The In Death Collection Books 16-20 - J. D. Robb [52]
“Yes. Our building and four others.”
“Security cams?”
“No. There used to be, but someone was always jamming them or zapping them, until it was more cost prohibitive to continually repair than to put up with a few parking poachers.”
“The owner lives upstairs?”
“Hastings has the fourth floor for his living quarters, and his studio on three.”
“Is he around today?”
“Oh yes. He has a session in studio right now.”
“Any of this stuff his work?”
“All of it. Hastings is very, very talented.”
“I’ll need to talk to him. Peabody, come up after you’ve got the data from Sales.”
“Oh, but—he’s working,” Lucia protested.
“Me, too.” Eve started toward the elevator with Lucia, now animated, clipping after her. “But Hastings is in a session. He can’t be disturbed.”
“Wanna bet?” She glanced down when Lucia clamped a hand on her arm. “You really don’t want to do that.”
The tone, utterly flat, had Lucia snatching her hand back again. “If you could just wait until he’s finished—”
“No.” Eve stepped on the elevator. “Level Three,” she ordered, and watched the horrified Lucia until the doors whispered closed.

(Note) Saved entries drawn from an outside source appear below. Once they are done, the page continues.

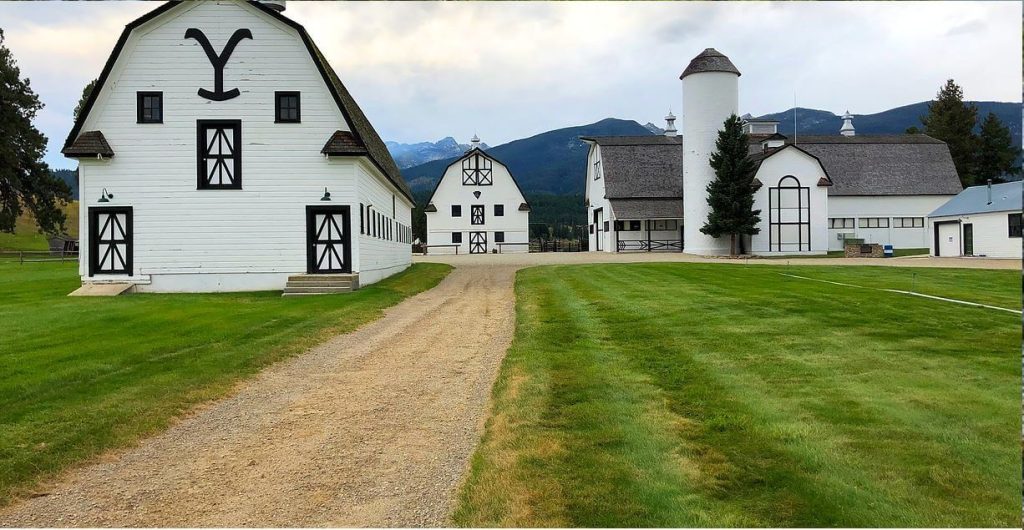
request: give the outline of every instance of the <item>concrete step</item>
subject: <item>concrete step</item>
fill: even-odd
[[[350,280],[301,280],[290,281],[288,287],[352,287]]]
[[[284,288],[284,294],[334,294],[350,292],[352,292],[351,287],[295,287],[289,285]]]
[[[288,277],[289,282],[322,281],[322,280],[358,280],[358,274],[295,274]]]

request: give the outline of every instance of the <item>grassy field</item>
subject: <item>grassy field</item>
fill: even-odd
[[[0,263],[0,505],[429,289],[416,264],[352,294],[68,298],[75,265]]]
[[[1018,315],[697,264],[519,273],[515,340],[455,522],[1017,526]],[[1019,271],[916,269],[1020,307]]]
[[[64,228],[68,234],[78,237],[78,201],[68,203],[64,208],[68,216]],[[14,225],[14,233],[0,232],[0,250],[47,250],[46,236],[39,233],[35,218],[22,213]]]

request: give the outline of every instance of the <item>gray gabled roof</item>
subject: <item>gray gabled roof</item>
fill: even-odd
[[[110,148],[101,131],[86,131],[78,135],[74,143],[65,147],[62,152],[68,158],[114,156],[114,150]]]
[[[1021,195],[1024,184],[1006,182],[992,185],[992,202],[989,203],[988,186],[971,186],[961,191],[946,204],[939,206],[928,217],[946,217],[952,215],[972,215],[989,212],[1021,211]]]
[[[832,196],[956,195],[963,189],[949,147],[923,134],[798,135],[796,145],[821,161],[834,184]]]
[[[601,146],[605,197],[683,196],[681,136],[593,136],[581,139]]]
[[[616,219],[682,219],[683,198],[612,199]]]

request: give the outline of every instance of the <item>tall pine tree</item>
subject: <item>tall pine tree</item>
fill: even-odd
[[[71,198],[64,181],[50,173],[43,161],[46,137],[32,119],[43,108],[28,79],[21,79],[0,30],[0,231],[13,232],[23,209],[35,216],[40,230],[57,233],[64,228],[61,206]]]
[[[1002,182],[1005,175],[1020,173],[1017,157],[1020,148],[1013,145],[1010,128],[993,112],[989,112],[981,123],[981,134],[978,135],[978,156],[975,161],[977,183],[991,179]]]
[[[964,187],[976,180],[975,154],[977,137],[974,124],[978,120],[978,108],[973,103],[964,103],[964,91],[952,79],[939,89],[935,100],[928,104],[928,115],[921,118],[924,133],[946,142],[953,165],[960,174]]]
[[[729,253],[736,255],[738,236],[753,235],[760,230],[761,210],[754,210],[754,162],[747,157],[749,138],[743,122],[735,114],[725,120],[718,131],[711,168],[715,178],[708,183],[708,205],[711,212],[700,231],[711,237],[729,236]]]

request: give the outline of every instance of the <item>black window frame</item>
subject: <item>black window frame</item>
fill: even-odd
[[[1016,226],[1014,226],[1013,220],[1016,219]],[[1011,213],[1006,216],[1006,233],[1008,237],[1018,238],[1022,235],[1021,227],[1024,226],[1024,214]],[[1015,230],[1016,229],[1016,230]]]
[[[452,232],[452,244],[453,245],[461,245],[462,244],[462,232]]]
[[[281,105],[283,98],[295,98],[295,117],[294,118],[283,118],[281,117],[282,110],[291,110],[291,108],[285,109]],[[302,93],[297,90],[279,90],[274,92],[274,123],[302,123]]]
[[[225,127],[226,126],[226,127]],[[230,184],[209,184],[206,182],[206,130],[213,127],[230,128],[234,133],[233,145],[233,181]],[[242,120],[196,120],[196,189],[200,190],[240,190],[242,189]]]
[[[160,106],[160,117],[153,118],[152,106],[150,116],[146,118],[146,98],[157,98]],[[135,123],[163,123],[164,122],[164,93],[155,91],[138,91],[135,93]]]
[[[462,217],[462,205],[461,204],[453,204],[452,205],[452,217]]]
[[[494,233],[494,242],[495,243],[504,243],[505,242],[505,232],[495,232]]]
[[[504,204],[495,204],[494,205],[494,216],[495,217],[505,217],[505,205]]]
[[[487,224],[487,206],[483,204],[470,205],[469,224],[474,226]]]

She stepped off again into a blast of high-tech music that pumped, hot as summer, into the white-walled studio. Equipment—lights, filters, fans, gauzy screens—was centered around a staged area where a buck-naked model draped herself, in various athletic positions, over a huge red chair.
The model was black, and Eve’s estimate put her at six feet tall. She was lean as a greyhound, and appeared to have joints made of jelly.

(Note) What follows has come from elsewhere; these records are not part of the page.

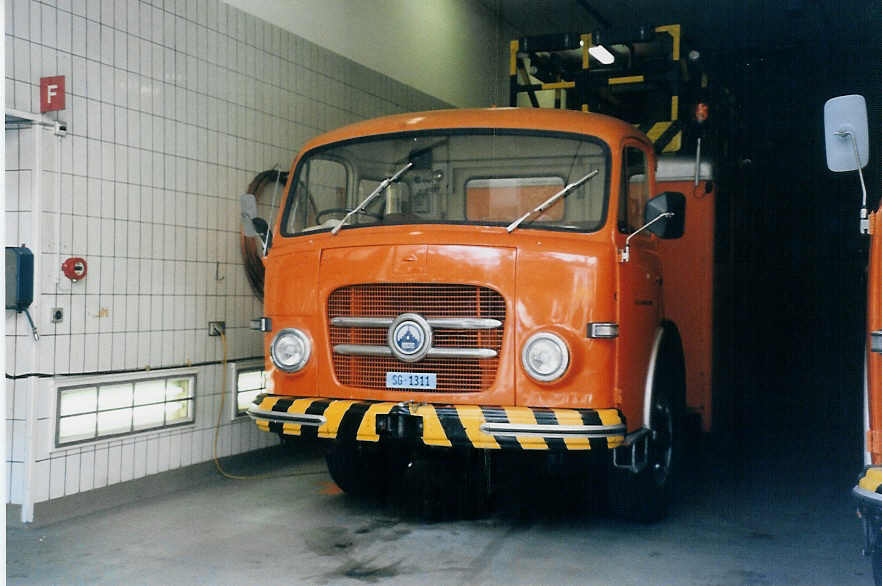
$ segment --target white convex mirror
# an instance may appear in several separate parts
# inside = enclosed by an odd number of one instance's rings
[[[239,198],[242,210],[242,232],[251,238],[257,236],[254,228],[254,218],[257,217],[257,199],[250,193],[243,193]]]
[[[839,96],[824,104],[824,142],[831,171],[857,171],[870,160],[867,102],[863,96]],[[860,166],[858,166],[860,162]]]

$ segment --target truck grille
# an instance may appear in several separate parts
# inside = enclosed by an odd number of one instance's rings
[[[495,327],[447,329],[433,327],[432,346],[456,349],[461,353],[483,349],[493,351],[490,358],[427,357],[419,362],[401,362],[393,356],[359,356],[332,352],[334,374],[348,386],[386,389],[386,372],[432,372],[437,375],[438,393],[484,391],[496,379],[502,336],[505,330],[505,300],[487,287],[424,283],[378,283],[350,285],[333,291],[328,298],[328,324],[331,348],[342,345],[387,348],[386,327],[334,325],[334,318],[385,318],[416,313],[430,322],[452,318],[464,322],[479,318],[496,320]],[[338,320],[346,322],[346,320]]]

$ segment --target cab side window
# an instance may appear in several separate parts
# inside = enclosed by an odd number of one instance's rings
[[[622,185],[619,200],[619,231],[626,234],[643,226],[643,208],[649,200],[646,153],[625,147],[622,153]]]

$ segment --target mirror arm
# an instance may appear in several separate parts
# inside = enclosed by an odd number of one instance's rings
[[[633,238],[634,236],[637,236],[638,234],[640,234],[641,232],[643,232],[644,230],[646,230],[647,228],[649,228],[650,226],[652,226],[653,224],[655,224],[656,222],[661,220],[662,218],[670,218],[673,215],[674,215],[674,212],[662,212],[659,215],[657,215],[656,217],[654,217],[653,219],[649,220],[648,222],[646,222],[645,224],[640,226],[638,229],[631,232],[628,235],[628,237],[625,238],[625,248],[624,248],[624,250],[620,251],[621,256],[619,257],[619,261],[623,262],[623,263],[631,261],[631,238]]]
[[[260,240],[263,242],[263,256],[264,257],[266,256],[266,251],[269,250],[270,234],[271,234],[271,232],[269,231],[269,229],[267,229],[266,235],[260,237]]]
[[[858,177],[861,178],[861,192],[863,193],[863,199],[861,200],[860,233],[869,234],[870,220],[867,215],[867,185],[864,183],[864,172],[861,170],[861,157],[858,154],[857,139],[854,137],[854,133],[850,130],[837,130],[833,134],[836,136],[851,137],[851,145],[854,147],[854,163],[855,167],[857,167]]]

There were three cameras on tripods, and another held by a burly man in baggy jeans and a loose blue shirt. Two others, a tiny woman in a sleeveless black skinsuit and a young man with a tumbling crop of orange hair, looked on with expressions of concentrated concern.
Eve stepped toward the set, started to speak. The young woman turned slightly, spotted her. Shock covered her face first, and was immediately chased by horror.

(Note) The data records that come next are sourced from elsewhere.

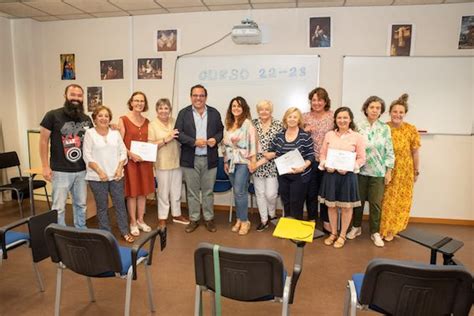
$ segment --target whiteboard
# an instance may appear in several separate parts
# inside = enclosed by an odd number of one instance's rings
[[[406,121],[430,134],[469,135],[474,128],[474,57],[344,57],[342,104],[358,122],[371,95],[388,107],[408,93]]]
[[[190,104],[190,88],[202,84],[207,104],[219,110],[222,120],[236,96],[247,100],[252,118],[261,100],[273,103],[273,117],[282,119],[296,106],[309,111],[308,93],[319,83],[317,55],[189,56],[178,60],[178,107]]]

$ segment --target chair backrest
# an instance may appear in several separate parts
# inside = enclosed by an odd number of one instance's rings
[[[16,167],[20,165],[20,160],[16,151],[0,153],[0,169]]]
[[[468,315],[472,276],[459,266],[373,259],[359,301],[390,315]]]
[[[229,181],[229,176],[224,171],[224,157],[219,157],[217,161],[216,180]]]
[[[58,211],[52,210],[39,215],[31,216],[28,220],[30,232],[30,246],[33,262],[39,262],[49,257],[44,231],[49,224],[58,222]]]
[[[117,241],[108,231],[50,224],[45,237],[51,260],[76,273],[98,276],[122,270]]]
[[[196,284],[215,290],[213,246],[200,243],[194,252]],[[273,250],[219,248],[221,295],[238,301],[283,297],[284,265]]]

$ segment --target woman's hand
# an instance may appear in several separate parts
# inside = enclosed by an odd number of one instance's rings
[[[329,172],[329,173],[334,173],[334,171],[336,171],[336,169],[333,169],[333,168],[326,168],[326,171]]]
[[[264,152],[263,154],[263,157],[265,157],[265,159],[267,159],[268,161],[272,160],[275,153],[271,153],[271,152]]]
[[[257,170],[257,163],[251,161],[248,165],[248,168],[250,173],[254,173]]]
[[[142,162],[142,161],[143,161],[142,157],[140,157],[139,155],[134,154],[134,153],[132,153],[132,152],[130,152],[129,158],[130,158],[133,162]]]
[[[392,169],[387,169],[387,172],[385,172],[385,185],[389,185],[390,182],[392,181]]]
[[[227,162],[224,162],[224,172],[229,174],[229,164]]]
[[[99,170],[98,175],[99,175],[100,181],[102,182],[109,181],[109,177],[107,177],[107,174],[103,170]]]
[[[346,170],[339,170],[339,169],[337,169],[337,173],[342,174],[342,175],[345,175],[345,174],[347,173],[347,171],[346,171]]]
[[[293,171],[293,174],[303,173],[304,169],[305,169],[304,166],[297,167],[297,168],[291,168],[291,170]]]
[[[122,179],[122,177],[123,177],[123,167],[117,168],[117,170],[115,170],[114,180],[118,181]]]

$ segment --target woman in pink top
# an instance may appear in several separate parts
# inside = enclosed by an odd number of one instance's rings
[[[334,113],[335,129],[324,137],[319,156],[319,168],[326,170],[319,191],[319,201],[328,207],[331,235],[324,241],[328,246],[342,248],[352,218],[352,208],[360,206],[356,173],[365,163],[364,138],[354,132],[354,115],[347,107],[340,107]],[[336,170],[326,166],[329,149],[355,152],[355,165],[351,171]],[[337,208],[341,208],[341,231],[337,237]]]

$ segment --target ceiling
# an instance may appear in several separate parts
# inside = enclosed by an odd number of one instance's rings
[[[59,21],[198,11],[461,2],[474,0],[0,0],[0,17]]]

If Eve hadn’t seen the same look on Lucia’s face, she might have drawn her weapon and spun to confront whatever terrible danger lurked at her back.
Instead, she kept moving forward, close enough to catch the guppy gulps of distress from the woman, then the choked gasp from the young man. The model met Eve’s eyes with a bright glint of humor, and smirked.
“No smile!” This exploded from the man with the camera in a tone that had both assistants jumping, and the model simply relaxing her lips as she bowed her body like a long supple willow branch over the chair.
“You’ve got company, honey.” She purred it, velvet-voiced, as she gestured with an endless and fluid arm.
He whirled, lowering his camera.
The snarl came first, and she had to admit, it was impressive. She’d never seen an actual bear, but she’d seen pictures. He had the look, and with the snarl, the sound of one.
He was a solid three inches over six feet, and a generous two-eighty, by her estimate. Wide of chest, thick of arm, with hands as big as serving platters.
And dead ugly. His eyes were small and muddy, his nose flat and spread over much of his face, his lips were flabby. At the moment, veins were bulging and pulsing in his domed-forehead, and over the shiny ball of his shaved head.
“Get out!” He banged a fist on his own bald head as he shouted as if he were trying to dislodge small demons that lived in his brain. “Get out before I kill you.”
Eve pulled out her badge. “You want to be careful using that particular part of speech to a cop. I need to ask you some questions.”
“A cop? A cop? I don’t give a flying fuck if you’re a cop. I don’t give a flying fuck if you’re God Almighty come for Judgment Day. Get out, or I’ll twist your arms off your shoulders and beat you to bloody death with them.”
She had to give it to him, that was a good one. As he started toward her, she shifted her weight. And when one of his beefy hands reached for her, she kicked him, full out, in the balls.